Windows installer-aware self-update
If you installed via one of the four first-class Windows installers (MSI/EXE × Global/Corporate — see Installation), nd300 update matches the running executable to its normalized HKCU/HKLM Add/Remove Programs record and downloads the matching installer for an in-place upgrade — rather than switching you to a different installer/format. The HKCU\Software\ND300\InstallSource marker and known install path are fallbacks, not unconditional authority. A binary in .cargo\bin, or a single proven registered owner, overrides a contradictory stale marker.
Before running a downloaded MSI/EXE, the updater fetches the asset's .sha256 sidecar and verifies the download against it (refuse-on-mismatch) — defending against a corrupted download or a network MITM (corporate TLS-interception proxies, hostile WiFi). After the installer exits, it re-runs --version to confirm the file replacement actually took effect (and surfaces the reboot-required case honestly if Windows scheduled a deferred replace).
Consolidation runs on a silent self-update too. The Windows installers re-run by nd300 update carry the same two clean-up options (remove an older Cargo copy, remove the other edition) — both default on, and the silent self-update path (msiexec /passive, Inno /SILENT) keeps them on. This removes the old runnable binary pair when permissions allow; because the cleanup is intentionally file-only inside the active installer transaction, the old edition's separate Add/Remove Programs or PATH metadata can remain until that edition's normal uninstaller is used. Anything that needs admin rights the update doesn't have is skipped and reported, never failing the update.
Windows uninstall is ownership-aware as well. For a proven MSI/Inno install,
nd300 uninstall starts that registered uninstaller directly from a validated
product code or uninstaller path—never a shell-expanded registry command—so the
binary pair, Add/Remove Programs registration, correct user/system PATH entry,
and installer marker are removed together. Cargo and portable copies keep the
strict two-binary allowlist and never remove Cargo, Rustup, or the Cargo PATH.
Versioning is prerelease-aware: a prerelease of an upcoming version is treated as newer than the previous stable patch, and a stable release is newer than its own prerelease. GitHub's unauthenticated rate-limit case (60 requests/hour per IP) is named explicitly so you know to just wait.
Current releases publish the canonical nd300-installer.sh and nd300-installer.ps1 assets plus legacy nd-300-installer.* aliases for older installed copies.
Update JSON output
In --json mode, the response includes "strategy" (the precise variant that ran or was attempted) and, on failure, an "attempts" array. The legacy "method" field still maps to "cargo" or "installer" for backward compatibility. On Windows, every update payload also carries a top-level "install_origin" field — one of msi-global, msi-corporate, exe-global, exe-corporate, cargo-or-installer, or unknown (the field is omitted on macOS/Linux, where install origin doesn't vary).

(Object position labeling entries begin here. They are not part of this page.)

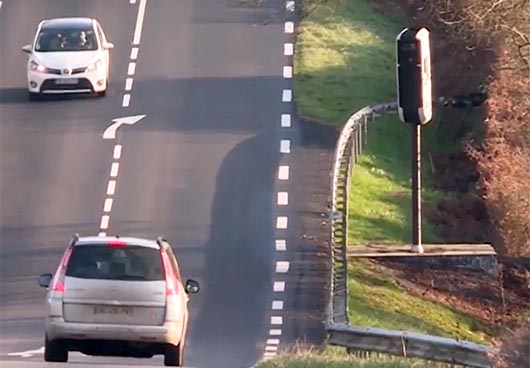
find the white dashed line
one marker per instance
(108, 205)
(279, 286)
(132, 68)
(283, 172)
(283, 198)
(277, 305)
(288, 49)
(281, 245)
(288, 72)
(139, 22)
(282, 267)
(134, 53)
(286, 120)
(287, 95)
(285, 146)
(114, 169)
(126, 100)
(128, 84)
(104, 222)
(117, 152)
(111, 187)
(281, 222)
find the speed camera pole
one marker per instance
(415, 158)
(414, 89)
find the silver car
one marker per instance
(117, 296)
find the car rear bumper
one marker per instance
(169, 332)
(87, 82)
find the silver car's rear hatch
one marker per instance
(118, 285)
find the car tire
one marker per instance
(55, 351)
(32, 96)
(174, 355)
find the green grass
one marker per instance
(333, 357)
(376, 301)
(345, 59)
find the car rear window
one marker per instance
(135, 263)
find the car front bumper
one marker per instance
(93, 81)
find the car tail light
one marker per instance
(117, 244)
(58, 280)
(171, 278)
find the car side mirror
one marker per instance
(45, 280)
(192, 287)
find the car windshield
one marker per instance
(59, 40)
(104, 262)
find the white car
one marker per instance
(117, 297)
(68, 55)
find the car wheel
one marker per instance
(32, 96)
(55, 351)
(174, 355)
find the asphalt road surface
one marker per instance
(200, 168)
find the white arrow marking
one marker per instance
(28, 353)
(110, 132)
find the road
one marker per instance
(200, 168)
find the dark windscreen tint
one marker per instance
(58, 40)
(108, 263)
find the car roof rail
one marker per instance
(75, 239)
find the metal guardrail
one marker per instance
(350, 144)
(359, 339)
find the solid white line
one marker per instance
(139, 22)
(117, 152)
(104, 222)
(126, 100)
(287, 95)
(283, 198)
(279, 286)
(286, 120)
(281, 245)
(277, 304)
(114, 169)
(132, 68)
(111, 187)
(134, 53)
(282, 266)
(128, 84)
(283, 172)
(285, 146)
(288, 72)
(281, 222)
(107, 207)
(288, 49)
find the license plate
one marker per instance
(67, 81)
(107, 309)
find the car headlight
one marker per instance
(36, 67)
(95, 66)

The precise "strategy" values are cargo, unix_archive,
installer_powershell, installer_pwsh, msi_global, msi_corporate,
exe_global, and exe_corporate.
Speed Test Methodology
The CLI implements SpeedQX Methodology v4, byte-identical with the website/app specification and protected by shared golden vectors:
- Dense warmed latency sampling and adaptive throughput transfers.

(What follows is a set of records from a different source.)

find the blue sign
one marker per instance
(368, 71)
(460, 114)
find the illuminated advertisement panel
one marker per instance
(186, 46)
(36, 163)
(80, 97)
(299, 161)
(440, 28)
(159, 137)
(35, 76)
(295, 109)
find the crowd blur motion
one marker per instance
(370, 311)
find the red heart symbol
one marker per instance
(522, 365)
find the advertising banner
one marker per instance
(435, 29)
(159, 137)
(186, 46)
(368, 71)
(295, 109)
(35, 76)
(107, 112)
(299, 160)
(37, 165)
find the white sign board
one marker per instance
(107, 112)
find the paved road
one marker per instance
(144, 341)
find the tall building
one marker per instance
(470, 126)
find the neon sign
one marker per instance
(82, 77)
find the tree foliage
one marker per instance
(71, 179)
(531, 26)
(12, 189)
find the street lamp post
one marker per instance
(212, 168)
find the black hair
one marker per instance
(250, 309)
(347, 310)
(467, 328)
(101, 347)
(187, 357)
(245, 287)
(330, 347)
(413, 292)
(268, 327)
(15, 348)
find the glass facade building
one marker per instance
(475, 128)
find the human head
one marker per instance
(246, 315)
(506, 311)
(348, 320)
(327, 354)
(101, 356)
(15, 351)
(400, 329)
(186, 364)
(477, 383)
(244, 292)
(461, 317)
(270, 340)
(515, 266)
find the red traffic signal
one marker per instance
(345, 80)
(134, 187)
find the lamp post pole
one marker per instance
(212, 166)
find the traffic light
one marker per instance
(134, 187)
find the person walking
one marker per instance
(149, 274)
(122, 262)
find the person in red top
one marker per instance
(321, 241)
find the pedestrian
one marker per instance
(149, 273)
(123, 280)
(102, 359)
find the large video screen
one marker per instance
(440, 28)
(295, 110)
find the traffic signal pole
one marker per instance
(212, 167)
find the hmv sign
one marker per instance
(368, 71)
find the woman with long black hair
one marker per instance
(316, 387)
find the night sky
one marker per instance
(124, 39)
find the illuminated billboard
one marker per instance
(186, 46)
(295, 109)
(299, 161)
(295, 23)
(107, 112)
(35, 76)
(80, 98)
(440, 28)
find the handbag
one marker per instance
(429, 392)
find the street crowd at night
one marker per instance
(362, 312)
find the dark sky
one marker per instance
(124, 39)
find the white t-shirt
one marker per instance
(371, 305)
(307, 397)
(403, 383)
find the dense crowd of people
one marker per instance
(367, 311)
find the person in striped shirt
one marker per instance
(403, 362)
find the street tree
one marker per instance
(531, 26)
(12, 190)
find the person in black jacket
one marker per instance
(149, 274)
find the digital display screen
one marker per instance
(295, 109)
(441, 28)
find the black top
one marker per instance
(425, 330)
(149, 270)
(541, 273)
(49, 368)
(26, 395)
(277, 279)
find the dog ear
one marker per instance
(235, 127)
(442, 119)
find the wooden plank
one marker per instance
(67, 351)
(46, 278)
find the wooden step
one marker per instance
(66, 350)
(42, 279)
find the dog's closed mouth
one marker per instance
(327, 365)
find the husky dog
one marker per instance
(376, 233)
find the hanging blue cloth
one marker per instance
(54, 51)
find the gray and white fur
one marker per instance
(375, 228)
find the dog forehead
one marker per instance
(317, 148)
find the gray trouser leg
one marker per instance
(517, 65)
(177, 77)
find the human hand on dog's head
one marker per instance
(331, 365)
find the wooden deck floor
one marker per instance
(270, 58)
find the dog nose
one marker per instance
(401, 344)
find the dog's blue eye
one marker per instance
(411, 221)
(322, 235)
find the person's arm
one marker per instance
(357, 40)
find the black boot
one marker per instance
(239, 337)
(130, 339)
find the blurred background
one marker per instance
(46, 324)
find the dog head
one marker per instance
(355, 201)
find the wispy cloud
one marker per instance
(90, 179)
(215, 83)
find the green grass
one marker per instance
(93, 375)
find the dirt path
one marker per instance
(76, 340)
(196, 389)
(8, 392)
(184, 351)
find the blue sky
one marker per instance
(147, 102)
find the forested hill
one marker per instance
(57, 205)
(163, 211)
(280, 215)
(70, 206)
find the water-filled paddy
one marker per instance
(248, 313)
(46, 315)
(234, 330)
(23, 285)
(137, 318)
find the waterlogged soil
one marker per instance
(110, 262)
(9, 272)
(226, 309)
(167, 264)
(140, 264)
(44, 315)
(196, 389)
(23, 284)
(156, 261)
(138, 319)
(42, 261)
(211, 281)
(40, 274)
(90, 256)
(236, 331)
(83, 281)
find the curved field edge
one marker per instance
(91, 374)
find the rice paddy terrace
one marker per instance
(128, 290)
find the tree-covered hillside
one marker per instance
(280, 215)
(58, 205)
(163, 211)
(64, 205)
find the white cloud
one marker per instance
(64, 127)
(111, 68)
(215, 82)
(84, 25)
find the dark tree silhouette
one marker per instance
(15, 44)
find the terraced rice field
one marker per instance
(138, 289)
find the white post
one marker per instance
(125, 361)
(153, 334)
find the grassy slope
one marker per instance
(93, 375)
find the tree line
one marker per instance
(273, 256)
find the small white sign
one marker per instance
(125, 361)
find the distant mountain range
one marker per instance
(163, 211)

- Plateau-based warm-up removal, IQR filtering, modified trimean, and a Hodges–Lehmann stability cross-check per provider.

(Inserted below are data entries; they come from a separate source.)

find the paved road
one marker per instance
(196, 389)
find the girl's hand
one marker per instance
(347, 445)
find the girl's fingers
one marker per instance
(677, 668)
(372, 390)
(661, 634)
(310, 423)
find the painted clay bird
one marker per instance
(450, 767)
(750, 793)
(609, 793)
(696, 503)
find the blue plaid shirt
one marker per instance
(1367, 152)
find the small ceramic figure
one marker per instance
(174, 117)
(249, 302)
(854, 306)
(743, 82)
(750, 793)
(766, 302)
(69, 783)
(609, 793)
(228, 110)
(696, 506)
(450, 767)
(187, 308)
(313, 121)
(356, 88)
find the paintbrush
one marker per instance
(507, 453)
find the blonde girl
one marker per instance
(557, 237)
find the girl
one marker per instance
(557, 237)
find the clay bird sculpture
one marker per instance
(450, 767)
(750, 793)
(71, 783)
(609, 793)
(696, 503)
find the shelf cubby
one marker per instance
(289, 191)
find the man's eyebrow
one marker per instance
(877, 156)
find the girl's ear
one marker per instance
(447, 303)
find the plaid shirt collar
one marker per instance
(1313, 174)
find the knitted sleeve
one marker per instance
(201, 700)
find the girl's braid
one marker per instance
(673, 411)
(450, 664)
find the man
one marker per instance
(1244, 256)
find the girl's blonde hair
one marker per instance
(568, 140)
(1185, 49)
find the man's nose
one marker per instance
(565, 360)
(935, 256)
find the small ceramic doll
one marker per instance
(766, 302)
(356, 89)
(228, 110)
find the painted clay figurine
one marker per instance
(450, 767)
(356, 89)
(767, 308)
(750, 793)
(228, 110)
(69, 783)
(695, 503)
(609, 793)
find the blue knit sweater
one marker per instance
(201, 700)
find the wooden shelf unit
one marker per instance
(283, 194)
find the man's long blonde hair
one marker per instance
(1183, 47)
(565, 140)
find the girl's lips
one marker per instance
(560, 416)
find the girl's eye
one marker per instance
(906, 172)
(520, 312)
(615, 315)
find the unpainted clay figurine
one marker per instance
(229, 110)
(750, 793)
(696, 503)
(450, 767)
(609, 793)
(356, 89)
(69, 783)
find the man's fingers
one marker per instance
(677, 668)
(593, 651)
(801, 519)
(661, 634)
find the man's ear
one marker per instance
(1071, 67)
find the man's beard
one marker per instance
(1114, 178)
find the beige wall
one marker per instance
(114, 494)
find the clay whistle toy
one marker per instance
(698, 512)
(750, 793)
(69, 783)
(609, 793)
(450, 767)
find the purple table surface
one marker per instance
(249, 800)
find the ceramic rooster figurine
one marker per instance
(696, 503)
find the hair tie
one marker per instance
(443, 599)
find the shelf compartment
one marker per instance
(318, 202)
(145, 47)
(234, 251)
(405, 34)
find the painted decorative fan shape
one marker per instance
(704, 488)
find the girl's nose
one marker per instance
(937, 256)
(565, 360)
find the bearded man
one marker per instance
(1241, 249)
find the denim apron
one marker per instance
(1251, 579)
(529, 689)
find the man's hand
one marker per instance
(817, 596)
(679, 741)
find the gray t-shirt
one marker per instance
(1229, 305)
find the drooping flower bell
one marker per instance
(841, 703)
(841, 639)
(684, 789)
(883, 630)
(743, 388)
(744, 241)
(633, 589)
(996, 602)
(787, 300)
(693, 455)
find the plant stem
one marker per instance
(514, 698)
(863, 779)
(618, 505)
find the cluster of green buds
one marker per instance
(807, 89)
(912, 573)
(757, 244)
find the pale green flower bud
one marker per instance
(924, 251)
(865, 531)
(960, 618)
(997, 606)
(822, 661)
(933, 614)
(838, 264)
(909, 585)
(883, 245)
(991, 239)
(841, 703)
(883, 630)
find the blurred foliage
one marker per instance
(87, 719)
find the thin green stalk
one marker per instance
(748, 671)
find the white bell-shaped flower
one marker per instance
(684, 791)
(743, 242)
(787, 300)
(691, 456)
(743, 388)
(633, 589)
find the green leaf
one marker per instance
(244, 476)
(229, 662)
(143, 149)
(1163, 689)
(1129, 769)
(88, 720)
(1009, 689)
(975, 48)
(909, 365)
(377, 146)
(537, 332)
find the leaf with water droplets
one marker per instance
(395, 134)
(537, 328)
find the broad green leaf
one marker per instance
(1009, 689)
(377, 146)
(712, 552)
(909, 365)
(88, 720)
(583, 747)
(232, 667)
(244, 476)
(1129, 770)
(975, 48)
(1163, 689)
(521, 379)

- Circular block bootstrap with BCa 95% intervals for autocorrelated samples.
- A capability-aware capacity headline plus conservative all-provider consensus, random-effects heterogeneity, HKSJ confidence intervals, and a 70% per-provider weight cap.
- I² agreement bands, PDV jitter, bufferbloat deltas, approximate RPM, and honest provider availability/exclusion fields.
- An anytime-valid empirical-Bernstein confidence sequence for
--fast, avoiding optional-stopping bias.
For the full equations, thresholds, provider registry, and parity contract, see METHODOLOGY.md or the SpeedQX technical report.